Why had she left so abruptly this morning? Was that how she usually reacted after spending the night with a man? If she had been the one to wake up beside him this morning and regretted spending the night with him? And lastly, why had she chosen today, of all days, to decide to begin to break away from her father, to pursue her own career, by accepting Rafe’s commission to design the display cabinets for the three Archangel galleries?
All of her answers to those questions had been either outright avoidance or glibness. Two behaviours Rafe had never before associated with Nina.
Two behaviours he found damned irritating, if he was honest with himself. Because they stopped him from reaching Nina. They erected a barrier between the two of them, and one that she seemed determined to keep firmly in place.
He sighed his frustration with the situation. ‘Is there going to be any fall-out for you, with your father, because you stayed at my apartment last night?’ he prompted impatiently.
Nina hadn’t seen her father yet today, but she had no doubt he would know by now that she had spent the previous night at Rafe D’Angelo’s apartment. Just as she had no doubts he would mention it to her when she saw him later this evening.
And Nina had absolutely no idea what he was going to say to her on the subject.

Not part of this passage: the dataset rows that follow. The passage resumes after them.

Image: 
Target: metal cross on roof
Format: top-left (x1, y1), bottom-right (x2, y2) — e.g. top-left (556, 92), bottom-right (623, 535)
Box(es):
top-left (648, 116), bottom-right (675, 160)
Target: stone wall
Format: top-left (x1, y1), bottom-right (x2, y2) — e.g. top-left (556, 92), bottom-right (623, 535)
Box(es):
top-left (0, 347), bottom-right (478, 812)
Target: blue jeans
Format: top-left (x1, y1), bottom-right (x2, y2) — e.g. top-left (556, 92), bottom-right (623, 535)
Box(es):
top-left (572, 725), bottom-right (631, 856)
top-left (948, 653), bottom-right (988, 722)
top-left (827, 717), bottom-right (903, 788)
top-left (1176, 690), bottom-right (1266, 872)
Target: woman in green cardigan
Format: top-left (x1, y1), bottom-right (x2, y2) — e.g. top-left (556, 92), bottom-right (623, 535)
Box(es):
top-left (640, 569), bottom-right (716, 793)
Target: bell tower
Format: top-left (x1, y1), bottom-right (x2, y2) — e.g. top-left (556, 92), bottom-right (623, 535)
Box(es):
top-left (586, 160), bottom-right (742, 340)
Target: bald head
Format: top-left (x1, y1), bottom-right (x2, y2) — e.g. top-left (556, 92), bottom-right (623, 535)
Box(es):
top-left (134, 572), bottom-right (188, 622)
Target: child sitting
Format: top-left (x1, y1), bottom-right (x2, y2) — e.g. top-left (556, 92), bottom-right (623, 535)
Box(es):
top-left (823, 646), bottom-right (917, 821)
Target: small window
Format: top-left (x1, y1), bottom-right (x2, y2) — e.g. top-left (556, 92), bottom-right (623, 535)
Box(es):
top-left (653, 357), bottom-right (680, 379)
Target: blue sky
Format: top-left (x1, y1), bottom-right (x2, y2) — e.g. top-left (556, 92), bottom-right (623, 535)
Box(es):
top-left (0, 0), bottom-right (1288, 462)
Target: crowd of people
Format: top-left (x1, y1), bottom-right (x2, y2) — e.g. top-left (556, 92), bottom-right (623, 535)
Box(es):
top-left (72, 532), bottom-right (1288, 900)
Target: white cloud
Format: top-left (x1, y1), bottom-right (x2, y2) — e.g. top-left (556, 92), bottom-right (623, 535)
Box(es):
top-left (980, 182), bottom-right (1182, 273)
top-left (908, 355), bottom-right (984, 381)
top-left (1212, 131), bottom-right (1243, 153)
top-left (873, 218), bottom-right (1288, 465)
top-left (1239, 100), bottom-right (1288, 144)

She was close enough to her father that she usually knew how he would react in any given situation, but her having stayed the night at Rafe’s apartment was so unusual that Nina really had no idea what her father’s opinion on that was going to be. No doubt she would find out later this evening.
‘It’s a little late to think about that, isn’t it, Rafe?’ she said dryly.

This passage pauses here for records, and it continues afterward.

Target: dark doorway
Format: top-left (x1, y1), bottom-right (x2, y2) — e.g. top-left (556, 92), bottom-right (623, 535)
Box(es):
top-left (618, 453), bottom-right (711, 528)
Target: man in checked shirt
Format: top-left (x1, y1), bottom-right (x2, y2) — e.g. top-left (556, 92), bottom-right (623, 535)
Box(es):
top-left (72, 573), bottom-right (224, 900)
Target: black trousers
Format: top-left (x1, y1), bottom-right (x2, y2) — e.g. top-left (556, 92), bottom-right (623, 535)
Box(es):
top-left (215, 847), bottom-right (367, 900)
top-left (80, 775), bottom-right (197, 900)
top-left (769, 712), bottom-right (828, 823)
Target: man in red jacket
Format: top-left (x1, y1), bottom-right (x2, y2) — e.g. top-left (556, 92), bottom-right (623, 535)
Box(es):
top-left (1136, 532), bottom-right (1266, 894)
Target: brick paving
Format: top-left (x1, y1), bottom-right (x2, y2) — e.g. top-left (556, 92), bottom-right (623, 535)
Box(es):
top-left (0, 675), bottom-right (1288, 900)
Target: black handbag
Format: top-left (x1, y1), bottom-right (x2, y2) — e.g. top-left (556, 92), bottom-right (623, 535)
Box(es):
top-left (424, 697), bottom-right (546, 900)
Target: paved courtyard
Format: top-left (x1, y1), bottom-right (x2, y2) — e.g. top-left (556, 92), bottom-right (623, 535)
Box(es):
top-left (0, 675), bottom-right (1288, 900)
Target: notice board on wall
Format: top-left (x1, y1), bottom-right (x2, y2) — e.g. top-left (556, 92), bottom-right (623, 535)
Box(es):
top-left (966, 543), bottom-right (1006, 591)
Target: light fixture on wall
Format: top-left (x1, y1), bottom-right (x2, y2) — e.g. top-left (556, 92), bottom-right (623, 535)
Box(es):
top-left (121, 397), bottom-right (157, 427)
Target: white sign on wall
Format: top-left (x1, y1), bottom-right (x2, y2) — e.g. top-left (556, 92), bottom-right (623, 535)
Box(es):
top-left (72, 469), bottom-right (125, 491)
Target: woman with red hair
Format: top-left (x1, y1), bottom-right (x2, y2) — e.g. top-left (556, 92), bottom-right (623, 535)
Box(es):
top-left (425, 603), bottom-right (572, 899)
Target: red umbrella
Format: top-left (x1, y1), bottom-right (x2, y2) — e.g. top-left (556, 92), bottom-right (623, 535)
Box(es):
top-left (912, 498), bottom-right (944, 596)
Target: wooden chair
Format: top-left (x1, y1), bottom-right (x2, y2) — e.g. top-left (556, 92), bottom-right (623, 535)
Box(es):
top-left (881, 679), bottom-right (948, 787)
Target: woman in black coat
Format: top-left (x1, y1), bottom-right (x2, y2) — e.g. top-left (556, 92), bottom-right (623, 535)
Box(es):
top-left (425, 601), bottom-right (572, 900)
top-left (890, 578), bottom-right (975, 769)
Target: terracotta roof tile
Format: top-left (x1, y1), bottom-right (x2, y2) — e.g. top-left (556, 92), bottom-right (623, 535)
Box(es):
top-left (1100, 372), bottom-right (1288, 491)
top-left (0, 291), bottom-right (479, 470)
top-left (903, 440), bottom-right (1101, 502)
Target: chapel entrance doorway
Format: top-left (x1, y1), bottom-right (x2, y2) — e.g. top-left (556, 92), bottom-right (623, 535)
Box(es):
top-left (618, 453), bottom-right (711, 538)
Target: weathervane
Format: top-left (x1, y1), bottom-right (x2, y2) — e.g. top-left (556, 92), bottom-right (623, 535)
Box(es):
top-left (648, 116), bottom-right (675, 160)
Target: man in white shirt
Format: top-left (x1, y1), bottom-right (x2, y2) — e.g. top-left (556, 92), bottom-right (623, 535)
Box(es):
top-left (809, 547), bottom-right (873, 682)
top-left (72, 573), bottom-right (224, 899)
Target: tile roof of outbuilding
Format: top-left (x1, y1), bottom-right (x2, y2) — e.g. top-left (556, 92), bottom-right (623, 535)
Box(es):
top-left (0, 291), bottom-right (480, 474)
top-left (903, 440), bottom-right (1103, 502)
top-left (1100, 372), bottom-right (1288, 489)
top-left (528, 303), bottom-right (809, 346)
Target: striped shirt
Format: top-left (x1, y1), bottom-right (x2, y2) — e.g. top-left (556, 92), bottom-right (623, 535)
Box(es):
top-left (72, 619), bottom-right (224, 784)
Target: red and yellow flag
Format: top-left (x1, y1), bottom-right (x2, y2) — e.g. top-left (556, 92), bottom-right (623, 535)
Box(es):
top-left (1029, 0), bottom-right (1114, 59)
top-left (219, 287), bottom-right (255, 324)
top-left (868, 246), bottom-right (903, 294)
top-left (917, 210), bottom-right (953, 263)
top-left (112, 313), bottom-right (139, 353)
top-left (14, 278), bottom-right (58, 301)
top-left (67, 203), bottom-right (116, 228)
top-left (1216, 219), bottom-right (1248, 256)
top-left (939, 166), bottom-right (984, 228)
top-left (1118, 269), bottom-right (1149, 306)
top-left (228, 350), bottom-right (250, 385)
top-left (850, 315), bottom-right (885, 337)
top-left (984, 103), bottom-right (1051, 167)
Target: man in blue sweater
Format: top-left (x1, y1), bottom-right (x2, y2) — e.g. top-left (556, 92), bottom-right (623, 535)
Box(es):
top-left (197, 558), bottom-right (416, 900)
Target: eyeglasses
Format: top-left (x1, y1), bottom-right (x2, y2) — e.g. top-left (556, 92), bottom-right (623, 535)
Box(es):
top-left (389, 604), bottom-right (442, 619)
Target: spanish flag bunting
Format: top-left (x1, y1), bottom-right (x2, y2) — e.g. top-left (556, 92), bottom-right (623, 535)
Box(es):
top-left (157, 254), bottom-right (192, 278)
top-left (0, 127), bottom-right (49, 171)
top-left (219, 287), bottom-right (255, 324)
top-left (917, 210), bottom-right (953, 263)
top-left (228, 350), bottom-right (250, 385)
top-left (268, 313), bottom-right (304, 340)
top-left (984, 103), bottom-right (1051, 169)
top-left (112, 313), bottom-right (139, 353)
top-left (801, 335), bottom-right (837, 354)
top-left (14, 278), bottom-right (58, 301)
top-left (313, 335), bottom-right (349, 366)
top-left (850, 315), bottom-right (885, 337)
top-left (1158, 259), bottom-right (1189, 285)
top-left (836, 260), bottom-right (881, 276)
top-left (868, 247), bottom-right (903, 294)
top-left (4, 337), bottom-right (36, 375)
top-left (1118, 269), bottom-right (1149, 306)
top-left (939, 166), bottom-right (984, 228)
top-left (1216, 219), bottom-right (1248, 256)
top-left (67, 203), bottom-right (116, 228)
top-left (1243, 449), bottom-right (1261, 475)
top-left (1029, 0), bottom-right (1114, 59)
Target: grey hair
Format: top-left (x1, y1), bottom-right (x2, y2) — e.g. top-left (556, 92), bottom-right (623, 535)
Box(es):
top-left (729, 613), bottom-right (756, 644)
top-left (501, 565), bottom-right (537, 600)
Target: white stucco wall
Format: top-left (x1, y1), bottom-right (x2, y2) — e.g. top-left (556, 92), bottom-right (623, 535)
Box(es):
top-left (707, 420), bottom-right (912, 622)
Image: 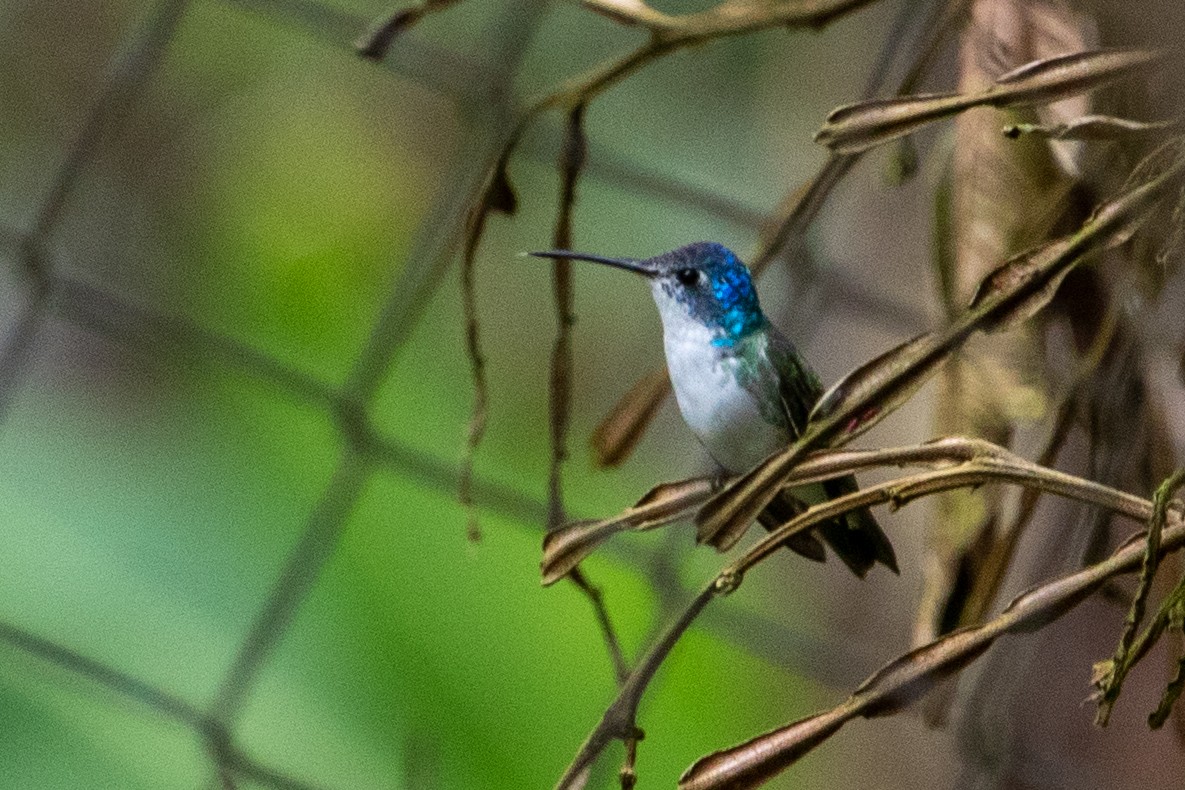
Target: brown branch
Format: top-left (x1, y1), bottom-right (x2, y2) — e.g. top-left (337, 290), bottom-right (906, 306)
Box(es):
top-left (354, 0), bottom-right (461, 60)
top-left (593, 0), bottom-right (968, 468)
top-left (679, 500), bottom-right (1185, 790)
top-left (696, 149), bottom-right (1185, 548)
top-left (557, 437), bottom-right (1166, 789)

He shrugged. ‘I’ll talk to him if that would make it easier for you.’
Nina eyed him scathingly. ‘And say what, exactly?’
‘That it’s none of his damned business where you spent the night.’
‘No, thanks, I think I can handle it.’ She chuckled wryly, recalling the phone conversation she’d had with her father the first time he realised she had been with a man. It had been embarrassing for them both, but that was all it had been; much as he wanted to protect her, to keep her safe, her father also wanted her to enjoy what other twenty-something women enjoyed. As long as it was in the circle of his protection.

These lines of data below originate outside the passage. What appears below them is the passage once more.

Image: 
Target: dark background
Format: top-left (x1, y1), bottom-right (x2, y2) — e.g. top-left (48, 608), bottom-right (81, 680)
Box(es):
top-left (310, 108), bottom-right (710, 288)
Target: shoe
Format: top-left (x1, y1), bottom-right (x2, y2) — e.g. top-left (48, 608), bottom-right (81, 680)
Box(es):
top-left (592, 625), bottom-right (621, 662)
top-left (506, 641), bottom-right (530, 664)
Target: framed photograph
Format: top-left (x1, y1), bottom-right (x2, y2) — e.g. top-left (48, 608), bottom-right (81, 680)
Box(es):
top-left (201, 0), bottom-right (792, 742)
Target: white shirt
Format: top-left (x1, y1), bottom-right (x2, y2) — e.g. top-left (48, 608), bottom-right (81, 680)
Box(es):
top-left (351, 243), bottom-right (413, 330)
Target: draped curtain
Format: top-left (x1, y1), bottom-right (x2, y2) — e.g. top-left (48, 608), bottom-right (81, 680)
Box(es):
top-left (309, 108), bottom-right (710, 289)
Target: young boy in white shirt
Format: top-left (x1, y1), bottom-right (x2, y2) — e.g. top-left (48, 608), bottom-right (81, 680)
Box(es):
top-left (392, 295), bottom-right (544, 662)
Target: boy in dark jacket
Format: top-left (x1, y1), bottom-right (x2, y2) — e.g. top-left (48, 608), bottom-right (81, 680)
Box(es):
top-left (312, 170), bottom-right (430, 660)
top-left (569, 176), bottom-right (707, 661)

‘This isn’t the first time it’s happened, hmm?’ Rafe rasped knowingly.
‘Now you’re being deliberately insulting again.’ A frown creased Nina’s brow as she looked across at him reprovingly.
‘Am I?’ He crossed the room in restless strides before sitting down in the chair behind his desk. ‘Maybe that’s because I’m finding the whole of our present conversation insulting. We spent an enjoyable evening together—apart from when I made you cry,’ he acknowledged tightly. ‘But we got over that, and spent an even better night together. And yet this morning you’re telling me that you don’t want to go out with me again, because you want to concentrate on your career.’
‘I don’t recall your having asked me to go out with you again,’ Nina replied. ‘But you’re quite right in assuming my answer would have been no if you had,’ she continued firmly as he would have spoken. ‘We did have a lovely evening, and a fantastic night, and now it’s time to get back to the real world.’
‘And your real world doesn’t have a place in it for me.’ It was a statement rather than a question.
The only place Nina wanted Rafe in her life was one she could never have, nor was it one he was interested in her occupying. Despite the other side of Rafe she had discovered last night as they talked together, he had never pretended to be anything other than what he was: a thirty-four-year-old very eligible and handsome bachelor, who enjoyed women—lots of them.
Unfortunately Nina knew she wasn’t made that way, which was why it was better, for both of them, if this ended now. And not just because of her father. She had to end this now, before she lost her pride, as well as her heart, to the point she was completely broken when Rafe ended their affair in a few weeks’ time. As he surely would.
She raised her chin determinedly. ‘Not at this point in time, no.’
He raised dark brows. ‘And do you ever see a time when that might change?’
‘No.’
‘Fine,’ Rafe rasped harshly. He wasn’t about to beg, like a starving man asking for the scraps from Nina’s table. If one night was all Nina wanted from him, then one night was all they would have.
All they’d had.
Because Nina had left him in no doubts that she considered the two of them to already be in the past tense.